Überfachliche Qualifikationen entscheidend 
Wie wichtig diese Weiterbildungen sein werden, machte auch Saskia Grossmann deutlich. Sie ist Akademieleiterin bei der Nürnberger Onestoptransformation AG. Das Unternehmen gehört zu den Mitgliedern des „Netzwerks Digitalkompetenz“. „Alle sprechen über Technologien, Prozesse und Geschäftsmodelle, aber das digitale Mindset ist der Schlüssel für alles“, sagte sie. Dazu zählten nach ihren Worten das, was auch Professor Weber als wichtige Grundlagen beschreibt: überfachliche Kompetenzen wie Kreativität, Offenheit, Agilität, Kritikfähigkeit und der offene Umgang auch mit Fehlern. Eine „persönliche Standortanalyse“ mit Werkzeugen wie einem Digitalen Kompetenz-Indikator für jeden Mitarbeiter könne sicherstellen, Lernen neu und vor allem individueller zu definieren. Zwei Zahlen ihrer Präsentation ließen aufhorchen: Nach einer Studie des Weltwirtschaftsforums braucht bereits bis 2025 jeder zweite Mitarbeiter eine Neu- oder Weiterqualifizierung.
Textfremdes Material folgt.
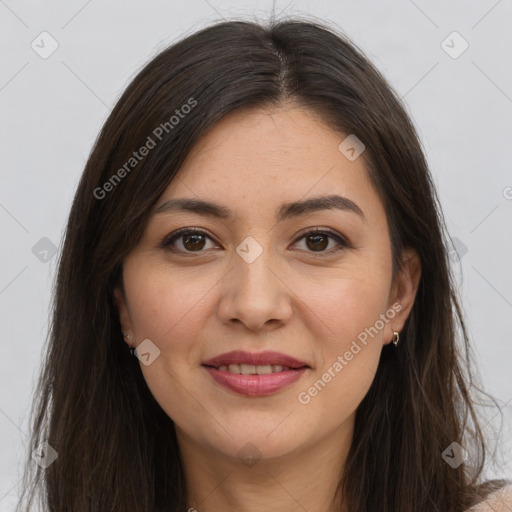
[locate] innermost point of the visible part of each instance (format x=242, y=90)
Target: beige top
x=498, y=501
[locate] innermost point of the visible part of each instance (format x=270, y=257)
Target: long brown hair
x=117, y=449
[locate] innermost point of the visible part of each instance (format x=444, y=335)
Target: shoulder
x=499, y=500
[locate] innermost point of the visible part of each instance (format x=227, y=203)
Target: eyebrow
x=286, y=211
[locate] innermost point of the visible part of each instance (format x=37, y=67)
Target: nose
x=255, y=295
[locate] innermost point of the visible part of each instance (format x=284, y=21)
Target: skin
x=195, y=305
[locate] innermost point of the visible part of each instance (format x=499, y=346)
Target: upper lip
x=261, y=358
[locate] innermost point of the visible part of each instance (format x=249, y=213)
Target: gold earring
x=132, y=349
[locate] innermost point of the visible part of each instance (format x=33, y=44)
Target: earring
x=132, y=349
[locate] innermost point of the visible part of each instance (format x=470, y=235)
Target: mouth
x=253, y=374
x=251, y=369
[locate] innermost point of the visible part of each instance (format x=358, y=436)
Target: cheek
x=167, y=307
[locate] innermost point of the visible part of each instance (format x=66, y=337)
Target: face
x=259, y=279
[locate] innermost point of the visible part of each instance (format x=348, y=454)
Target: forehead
x=264, y=157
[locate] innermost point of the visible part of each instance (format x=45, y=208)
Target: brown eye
x=317, y=241
x=189, y=240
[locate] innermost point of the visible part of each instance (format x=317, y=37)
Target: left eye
x=193, y=240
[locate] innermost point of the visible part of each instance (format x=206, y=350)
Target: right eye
x=190, y=239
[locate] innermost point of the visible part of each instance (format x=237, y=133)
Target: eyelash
x=169, y=240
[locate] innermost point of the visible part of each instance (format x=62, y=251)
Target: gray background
x=52, y=109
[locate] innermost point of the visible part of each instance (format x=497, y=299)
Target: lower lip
x=255, y=385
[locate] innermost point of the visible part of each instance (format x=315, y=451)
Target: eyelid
x=343, y=242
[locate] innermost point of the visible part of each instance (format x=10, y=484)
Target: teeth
x=251, y=369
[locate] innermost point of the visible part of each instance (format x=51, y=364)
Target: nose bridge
x=254, y=293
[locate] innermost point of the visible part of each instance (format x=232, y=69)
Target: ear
x=403, y=292
x=124, y=317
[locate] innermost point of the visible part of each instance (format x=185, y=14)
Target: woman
x=257, y=222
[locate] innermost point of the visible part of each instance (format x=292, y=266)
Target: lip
x=261, y=358
x=255, y=385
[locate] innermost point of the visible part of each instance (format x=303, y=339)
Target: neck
x=306, y=479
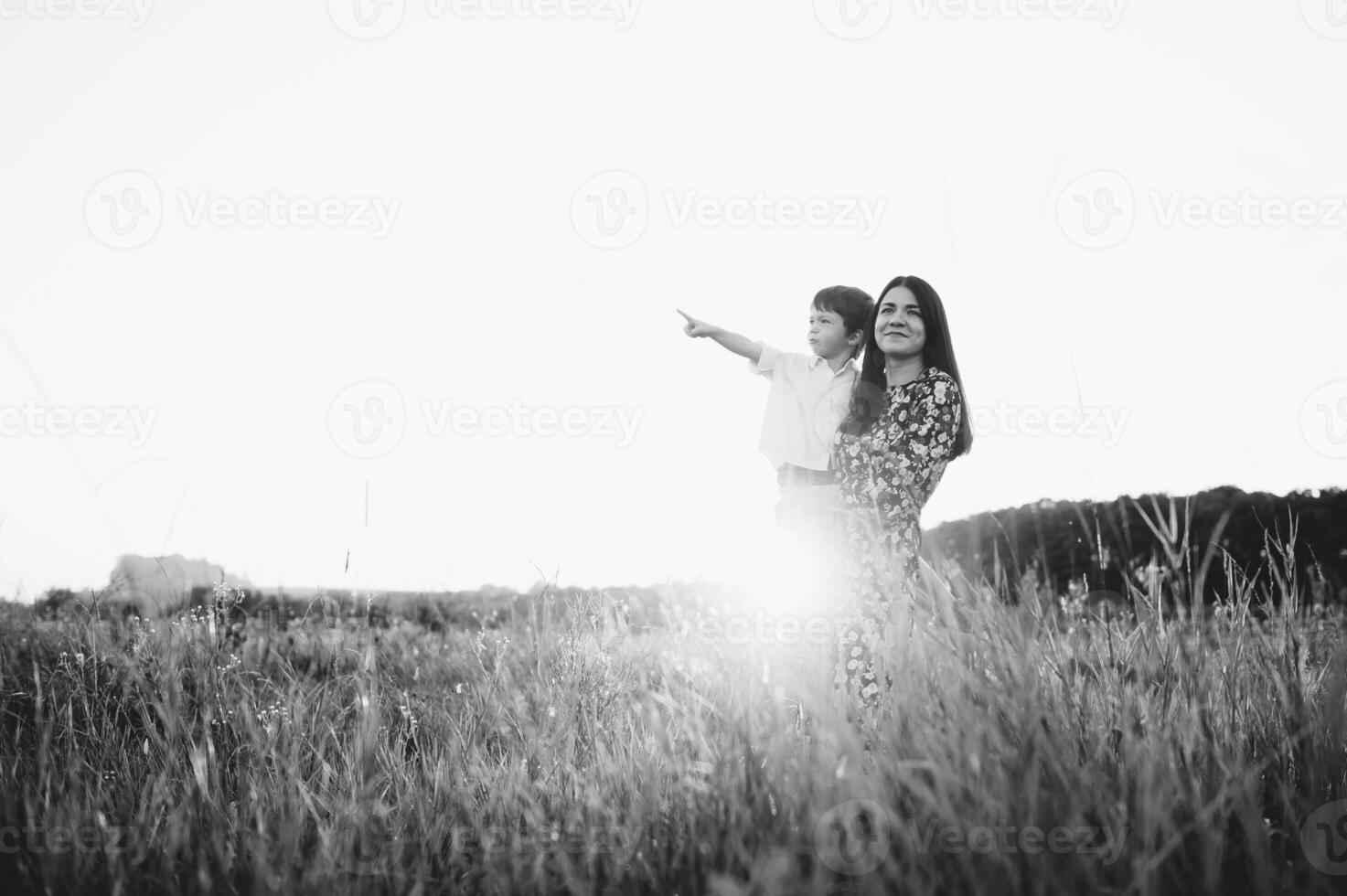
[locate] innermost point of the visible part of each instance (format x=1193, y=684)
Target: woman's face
x=899, y=327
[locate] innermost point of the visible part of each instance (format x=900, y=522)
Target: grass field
x=1021, y=750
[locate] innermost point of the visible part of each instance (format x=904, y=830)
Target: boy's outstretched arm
x=741, y=346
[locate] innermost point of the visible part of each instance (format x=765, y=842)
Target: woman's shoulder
x=936, y=380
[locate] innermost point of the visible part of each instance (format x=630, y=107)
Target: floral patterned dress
x=886, y=475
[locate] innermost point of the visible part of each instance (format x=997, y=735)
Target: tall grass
x=567, y=753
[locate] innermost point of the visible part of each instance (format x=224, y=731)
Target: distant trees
x=1106, y=545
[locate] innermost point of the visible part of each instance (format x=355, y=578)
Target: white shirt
x=805, y=406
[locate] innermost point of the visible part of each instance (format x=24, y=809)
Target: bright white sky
x=1219, y=347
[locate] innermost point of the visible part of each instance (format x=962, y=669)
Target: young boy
x=806, y=403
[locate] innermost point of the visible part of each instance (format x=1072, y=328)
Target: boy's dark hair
x=853, y=304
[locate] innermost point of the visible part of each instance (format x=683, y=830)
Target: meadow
x=1025, y=747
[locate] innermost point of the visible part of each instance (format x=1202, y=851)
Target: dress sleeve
x=919, y=445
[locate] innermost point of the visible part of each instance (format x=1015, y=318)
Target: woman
x=908, y=420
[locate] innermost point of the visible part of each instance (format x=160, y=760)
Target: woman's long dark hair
x=868, y=395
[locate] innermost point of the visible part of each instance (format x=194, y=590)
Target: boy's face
x=828, y=335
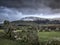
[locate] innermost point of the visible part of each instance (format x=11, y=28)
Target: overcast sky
x=16, y=9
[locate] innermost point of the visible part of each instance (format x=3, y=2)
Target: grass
x=44, y=36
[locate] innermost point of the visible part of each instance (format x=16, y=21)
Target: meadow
x=43, y=36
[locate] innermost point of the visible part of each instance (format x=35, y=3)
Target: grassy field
x=43, y=36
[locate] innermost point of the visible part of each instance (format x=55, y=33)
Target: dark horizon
x=16, y=9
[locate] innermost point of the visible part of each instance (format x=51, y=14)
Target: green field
x=43, y=36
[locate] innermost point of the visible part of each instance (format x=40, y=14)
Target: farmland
x=43, y=36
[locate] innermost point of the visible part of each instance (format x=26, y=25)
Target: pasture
x=43, y=36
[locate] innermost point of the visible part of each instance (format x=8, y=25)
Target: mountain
x=35, y=20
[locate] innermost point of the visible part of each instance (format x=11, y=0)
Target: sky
x=17, y=9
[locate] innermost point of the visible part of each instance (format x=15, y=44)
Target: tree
x=8, y=28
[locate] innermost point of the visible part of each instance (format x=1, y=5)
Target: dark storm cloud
x=16, y=9
x=30, y=3
x=33, y=6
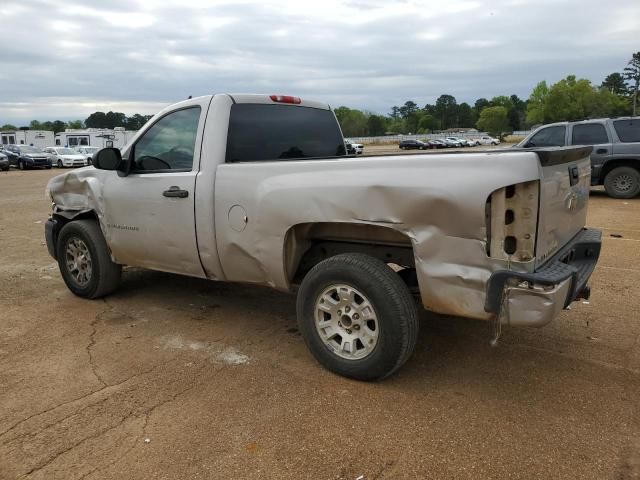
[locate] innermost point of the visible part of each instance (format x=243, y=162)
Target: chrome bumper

Zudem sehen mehr als zwei Drittel (72 Prozent) der Unternehmen in Deutschland einer Erhebung von Etventure zufolge die Qualifikation ihrer Mitarbeiter im Bereich Digitale Transformation als „nicht ausreichend“. 
 
Wie gelingt es, Deutschlands Fachkräfte für die digitale Transformation zu begeistern? Markus Bruckmeier, der als Digital-Coach und Trainer in der Aus- und Weiterbildung arbeitet, sieht unter anderem die Kollaboration als einen wichtigen Baustein. „Die Zusammenarbeit von Fach- und Führungskräften mit Experten, Bildungsinstituten und Hochschulen ist essenziell“, sagte Bruckmeier. Er nannte auch den Einsatz digitaler Lernmedien mit webbasierten Trainings oder Erklärvideos sowie eine Unternehmenskultur des Lernens als weitere Voraussetzungen.